Any tips for Chinese startups that are aiming to expand into the Southeast Asian market?
My best advice for anyone aiming to grow in SEA is to find or invest in a local partner. If you’re already considering a local partner to help you avoid the pitfalls of doing business in our diverse region, try to partner with an individual or company with a strong entrepreneurial spirit. You need someone who can be very nimble and react quickly in order to win in this market. In general, I’d say the SEA startup scene is ‘fast eat slow’ rather than ‘big eat small.’

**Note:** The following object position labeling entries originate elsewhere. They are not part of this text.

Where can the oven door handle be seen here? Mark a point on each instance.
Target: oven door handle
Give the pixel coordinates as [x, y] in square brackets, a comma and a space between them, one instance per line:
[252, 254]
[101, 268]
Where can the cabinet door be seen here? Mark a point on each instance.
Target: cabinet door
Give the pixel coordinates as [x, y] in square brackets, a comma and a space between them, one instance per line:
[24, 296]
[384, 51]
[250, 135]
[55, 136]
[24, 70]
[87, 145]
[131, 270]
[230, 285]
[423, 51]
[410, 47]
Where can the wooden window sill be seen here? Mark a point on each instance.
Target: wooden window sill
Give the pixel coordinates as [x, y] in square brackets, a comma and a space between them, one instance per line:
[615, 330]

There is a rise in the number of Chinese entrepreneurs born in the 1980s to 1990s. As a part of this generation, what are your views on the rise of young entrepreneurs globally?
I believe there is rebirth of renaissance thinking among Chinese entrepreneurs of this generation; they believe that they can win globally as well as locally. Better education and global exposure over the past 10 to 20 years, coupled with passion, hard work, and strong ethics have increased the confidence of Chinese entrepreneurs, encouraging them to compete with the rest of the world and build winning global companies.